One day Chandu and his assistants left their camp early in the morning because they needed to do some vegetation sampling. After clambering a slope for a while they suddenly bumped into Tuska and his friend, who were grazing near a cliff. The two ibexes ran as fast as possible in the thin air until they reached a ridgeline, where they stopped, panted and looked back.
‘What the hell are they doing here this early? They have made our life difficult. If they keep on chasing us away from our favourite pastures like this, there is a danger that our kind will be extinct soon,’ gasped Tuska in frustration.
‘These people are not complacent with their annual hunting spree, and pester us on a daily basis,’ grumbled Tuska’s friend. ‘Today they are doing something with a rope; measuring something, I guess,’ he continued.
‘I cannot forget the incident when one of them shot my two-year old daughter in her left eye,’ Tuska sighed.
‘Yeah they are ruthless; these ones seem benign though, save for the nuisance value,’ said the friend.
One of the main activities of Chandu and his assistants was to walk a transect every second day to look for blue sheep and ibex. They walked it ten times before surprising Tuska and his friend.
‘I don’t understand why they are treading the same path again and again. Did they lose something?’ inquired Tuska.
‘That doesn’t seem to be the case, as they always look up while walking,’ replied his friend. ‘The other day one of the sub-adults carried something, which he pointed towards us.
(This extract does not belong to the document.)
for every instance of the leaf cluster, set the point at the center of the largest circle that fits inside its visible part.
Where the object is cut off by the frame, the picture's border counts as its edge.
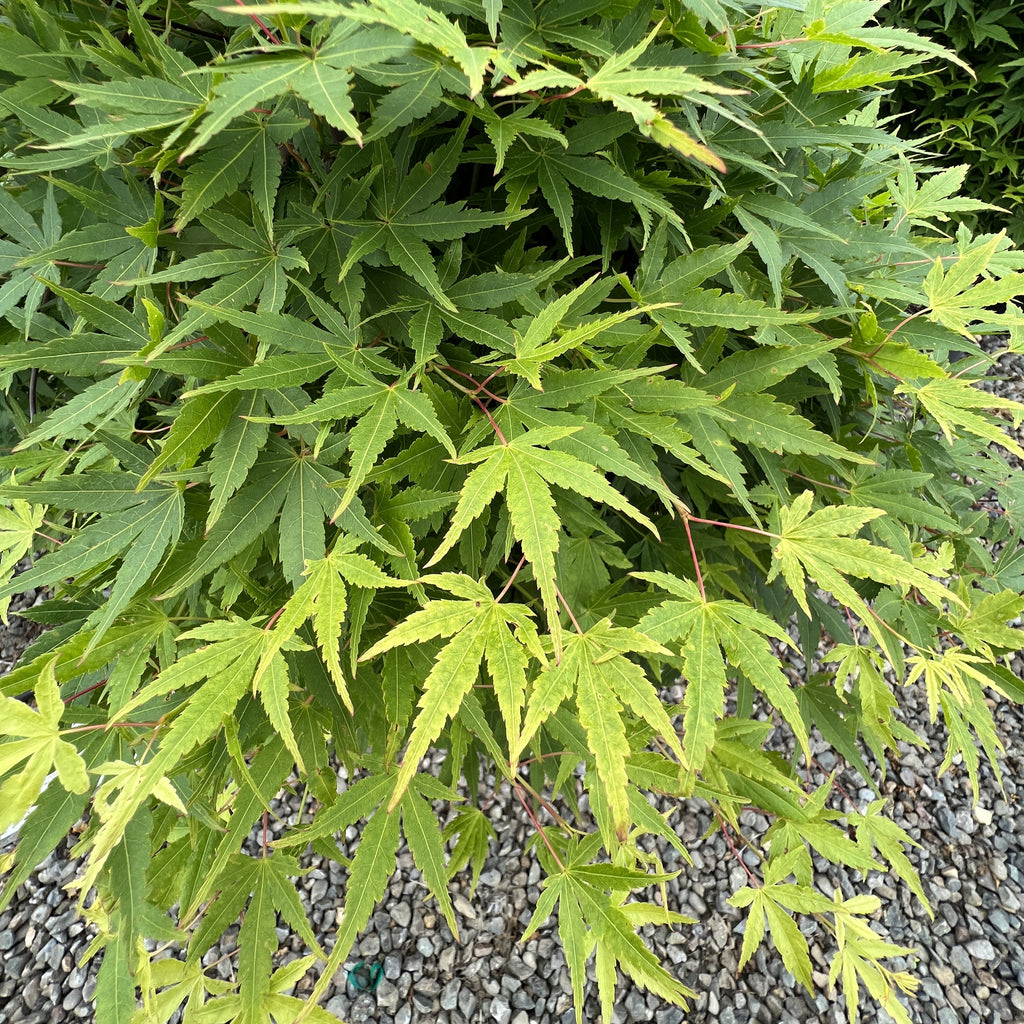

Later he looked into it while descending the slope next to that stream, and obviously stumbled and fell in the water,’ he recalled.
‘What else could it be then?’ Tuska marvelled.
‘These creatures are known to consume more than they need to, and sometimes they walk aimlessly to burn the extra calories. Perhaps these are victims of overconsumption, trying to shed the unwanted fats,’ said his friend.
‘Yeah that’s possible, one of the sub-adults is really hefty,’ Tuska agreed. ‘After all is said and done, they are a great source of amusement for us, aren’t they?’ he continued.
Chandu’s other task was to find out how mountain goats run in cliffs with such great ease. His hypothesis was that these animals run fast in cliffs because they use all four legs for locomotion, unlike humans. To test his hypothesis, he performed an experiment in which first he broke one of Tuska’s hind legs and shouted, ‘run’. Tuska ran for his life, but Chandu caught him back. He then broke one of the front-legs and shouted, ‘run’. Tuska hopped a bit, then collapsed. Subsequently, Chandu broke the other front-leg of the animal and shouted, ‘run’, but there was no response this time. He shouted again, and again, but in vain. The conclusion of the experiment therefore was after losing three legs, mountain goats become deaf.
‘This is a major breakthrough, so I have to go and write it up immediately’ Chandu bragged and left his field site.